London mayoral candidate Labour MP Sadiq Khan has pledged to make housing his top priority.

He would set up a London-wide not-for-profit lettings agency, name and shame rogue landlords online, and end “rip-off fees for renters”.

He would also introduce a Homes for London Living Rent, and offer part-buy, part-rent homes for first-time buyers who had been renting for over five years.

Issuing his manifesto yesterday, he said: “We cannot afford to price ordinary working Londoners out of city.

“If we shut down opportunity, London will become closed to the young, to the entrepreneurs and to the hard-working people who make our economy and communities tick.

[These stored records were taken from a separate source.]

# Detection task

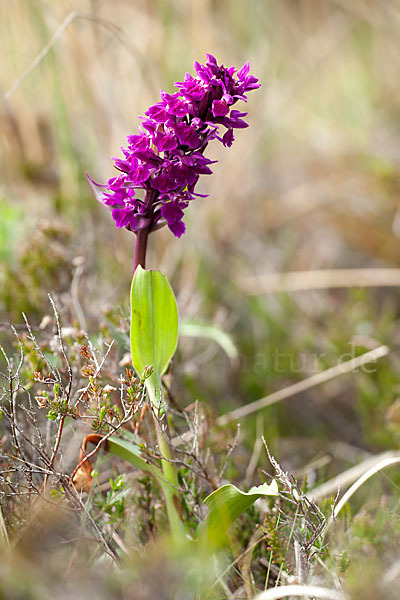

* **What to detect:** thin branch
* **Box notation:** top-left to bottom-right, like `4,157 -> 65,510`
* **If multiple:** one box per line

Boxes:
48,295 -> 73,401
22,313 -> 60,383
218,424 -> 240,479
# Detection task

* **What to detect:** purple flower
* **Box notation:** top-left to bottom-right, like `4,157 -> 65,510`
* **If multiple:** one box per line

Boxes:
221,129 -> 234,148
174,121 -> 200,149
212,99 -> 230,117
88,55 -> 260,237
176,74 -> 207,101
161,200 -> 187,238
112,206 -> 138,229
161,92 -> 192,118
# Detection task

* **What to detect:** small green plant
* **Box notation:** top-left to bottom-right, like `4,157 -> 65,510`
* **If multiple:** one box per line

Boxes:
94,474 -> 129,524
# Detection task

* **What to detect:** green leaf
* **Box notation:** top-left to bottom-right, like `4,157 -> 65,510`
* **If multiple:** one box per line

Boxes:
107,436 -> 163,483
180,321 -> 238,360
108,435 -> 187,541
130,266 -> 178,405
198,481 -> 278,547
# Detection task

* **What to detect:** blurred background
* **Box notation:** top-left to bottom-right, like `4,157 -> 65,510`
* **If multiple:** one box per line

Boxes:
1,0 -> 400,466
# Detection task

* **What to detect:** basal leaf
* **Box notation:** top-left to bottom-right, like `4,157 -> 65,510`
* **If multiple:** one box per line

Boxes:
108,435 -> 187,540
198,481 -> 278,547
130,266 -> 178,403
108,436 -> 163,483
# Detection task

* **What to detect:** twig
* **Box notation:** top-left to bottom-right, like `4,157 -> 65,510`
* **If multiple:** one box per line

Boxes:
263,438 -> 330,572
218,424 -> 240,479
70,403 -> 145,484
39,297 -> 74,489
63,480 -> 121,565
22,313 -> 60,383
70,431 -> 113,483
217,345 -> 389,425
1,330 -> 26,462
48,295 -> 73,401
48,416 -> 66,472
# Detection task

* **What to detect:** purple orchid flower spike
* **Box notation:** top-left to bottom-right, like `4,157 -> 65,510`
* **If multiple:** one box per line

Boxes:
88,55 -> 260,270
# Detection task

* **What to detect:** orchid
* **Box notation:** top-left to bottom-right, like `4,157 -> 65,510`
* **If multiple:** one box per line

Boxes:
85,56 -> 260,541
88,54 -> 260,248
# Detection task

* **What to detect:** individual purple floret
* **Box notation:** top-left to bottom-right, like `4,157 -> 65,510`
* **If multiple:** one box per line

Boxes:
88,55 -> 260,239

“My mission is to restore opportunity and in doing so, to protect and advance London’s competitiveness and its status as a world-leading city for business, creativity and fairness.

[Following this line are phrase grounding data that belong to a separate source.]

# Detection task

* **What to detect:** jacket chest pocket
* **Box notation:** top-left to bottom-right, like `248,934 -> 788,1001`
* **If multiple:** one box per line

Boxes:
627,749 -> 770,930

“My first priority will be tackling the housing crisis. We need to build more homes, including more genuinely affordable homes for Londoners, and fewer gold bricks for overseas investors.”

Khan said he wants 50% of new homes being genuinely affordable; he also wants to prioritise “getting a better deal for renters”.

Khan would set up a new body, Homes for London, uniting councils, developers, investors, businesses and residents’ organisations.

In his manifesto, Khan says: “I know from my visits across the city that more and more Londoners are finding it increasingly difficult to find somewhere to rent that is affordable.

“Many face letting agency fees that are too high and property standards that are too low.”

As well as setting up a not-for-profit lettings agency “for good landlords”, he would promote licensing schemes in boroughs, and make the case for London-wide licensing.

The online database of criminal landlords, would be based on a scheme set up by New York mayor Bill de Blasio, listing those who had been successfully prosecuted for housing-related offences. It is not clear whether Khan would include letting agents.

His Tory opponent, Zac Goldsmith, said the manifesto did not survive “even the gentlest scrutiny. This isn’t a manifesto. It’s fantasy politics.”

Independent analyst Andrew Teacher, of housing-focused Blackstock Consulting, described it as “another housing manifesto from an opportunistic politician”.